= Negevite pottery =

Type of ancient Middle Eastern pottery

Negevite pottery, Negev pottery, Negebite ware, etc. are the names given to a hand-made ware, i.e. without using the potter's wheel, found in Iron Age sites of the Negev desert, southern Jordan, and the Shfela of Israel. However, its use was not limited to the Iron Age, starting instead in the Early Bronze Age and continuing uninterruptedly until the Early Muslim period.

It was produced from coarse clay containing straw and other organic materials. It was discovered by C. Leonard Woolley and T. E. Lawrence in the northeastern Sinai, found again by Nelson Glueck in Tell el-Kheleifeh, and at last identified by Yohanan Aharoni as the wares manufactured and used by the people of the desert. Negevite wares show some similarities with Midianite pottery bowls (in form) and with Edomite pottery (in decoration).

Negevite cylindrical vessels found at excavations of Iron Age IIA sites in the Negev Highlands represent the largest and most dominant ceramic assemblage of simple-shaped vessels discovered in Israel.

==Date and significance==
Negevite pottery has been used in the Negev, without typological changes, from the Early Bronze II and Middle Bronze I ages throughout the Early Muslim period. This means that it can not be used independently as a marker for the Iron Age or any other period for that matter, and can itself only be dated indirectly, based on the wheel-made pottery found in the same stratigraphic context, which is mostly non-local and is period-specific.

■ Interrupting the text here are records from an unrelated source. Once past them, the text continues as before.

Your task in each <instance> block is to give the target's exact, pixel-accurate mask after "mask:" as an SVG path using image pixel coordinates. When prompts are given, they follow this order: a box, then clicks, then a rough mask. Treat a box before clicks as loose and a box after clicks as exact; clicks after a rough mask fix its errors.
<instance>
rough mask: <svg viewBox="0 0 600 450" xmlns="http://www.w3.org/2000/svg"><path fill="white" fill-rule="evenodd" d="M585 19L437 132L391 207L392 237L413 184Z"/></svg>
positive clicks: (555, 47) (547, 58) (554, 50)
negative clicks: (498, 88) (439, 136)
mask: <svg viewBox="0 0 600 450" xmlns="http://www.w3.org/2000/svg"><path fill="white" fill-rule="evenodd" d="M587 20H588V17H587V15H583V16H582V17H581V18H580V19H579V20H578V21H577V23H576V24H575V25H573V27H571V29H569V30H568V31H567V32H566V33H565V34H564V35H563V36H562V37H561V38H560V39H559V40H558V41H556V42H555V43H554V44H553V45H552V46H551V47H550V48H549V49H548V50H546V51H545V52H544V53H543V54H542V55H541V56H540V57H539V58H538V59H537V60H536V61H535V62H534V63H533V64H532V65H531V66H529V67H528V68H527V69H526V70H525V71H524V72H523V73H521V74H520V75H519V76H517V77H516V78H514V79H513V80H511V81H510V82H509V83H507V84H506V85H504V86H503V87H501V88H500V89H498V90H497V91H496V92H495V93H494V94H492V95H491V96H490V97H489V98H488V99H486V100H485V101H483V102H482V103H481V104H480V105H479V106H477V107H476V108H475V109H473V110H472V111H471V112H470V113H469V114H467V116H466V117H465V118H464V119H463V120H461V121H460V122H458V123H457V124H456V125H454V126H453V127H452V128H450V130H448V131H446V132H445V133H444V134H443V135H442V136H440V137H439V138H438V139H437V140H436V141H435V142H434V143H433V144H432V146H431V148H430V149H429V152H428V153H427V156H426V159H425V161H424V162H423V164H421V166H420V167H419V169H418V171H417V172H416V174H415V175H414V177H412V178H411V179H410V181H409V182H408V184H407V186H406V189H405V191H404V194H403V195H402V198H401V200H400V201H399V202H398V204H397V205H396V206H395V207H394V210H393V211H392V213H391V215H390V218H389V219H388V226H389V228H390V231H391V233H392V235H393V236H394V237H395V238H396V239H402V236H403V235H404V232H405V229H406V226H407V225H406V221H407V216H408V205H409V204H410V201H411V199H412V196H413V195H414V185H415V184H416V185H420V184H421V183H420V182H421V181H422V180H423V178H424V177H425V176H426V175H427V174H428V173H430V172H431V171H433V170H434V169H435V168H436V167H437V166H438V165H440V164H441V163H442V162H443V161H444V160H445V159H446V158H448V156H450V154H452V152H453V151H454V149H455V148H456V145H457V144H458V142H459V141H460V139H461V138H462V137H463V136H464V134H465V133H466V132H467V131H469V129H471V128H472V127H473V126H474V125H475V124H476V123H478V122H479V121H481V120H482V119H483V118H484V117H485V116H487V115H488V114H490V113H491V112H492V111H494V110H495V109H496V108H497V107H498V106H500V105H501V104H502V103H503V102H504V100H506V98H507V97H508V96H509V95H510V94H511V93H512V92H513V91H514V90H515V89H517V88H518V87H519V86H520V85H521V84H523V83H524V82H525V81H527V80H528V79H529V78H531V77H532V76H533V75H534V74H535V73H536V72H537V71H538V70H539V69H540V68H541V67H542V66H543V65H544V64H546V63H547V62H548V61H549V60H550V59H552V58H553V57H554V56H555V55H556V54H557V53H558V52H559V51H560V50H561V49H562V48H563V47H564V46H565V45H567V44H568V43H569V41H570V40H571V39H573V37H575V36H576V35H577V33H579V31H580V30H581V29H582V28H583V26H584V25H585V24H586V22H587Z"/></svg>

However, Negevite pottery is found everywhere at Iron Age sites in the Negev, importantly in the mining sites of the Timna valley in Arabah, and Tell el-kheleife in southern Jordan, and constitutes almost the only source of information about the nomadic pastoralists who lived there, available to the archaeologists. Juan Manuel Tebes suggests that Negevite ware was produced in pastoral households for domestic use, and that the movements of the pastoral groups dictates its geographical distribution.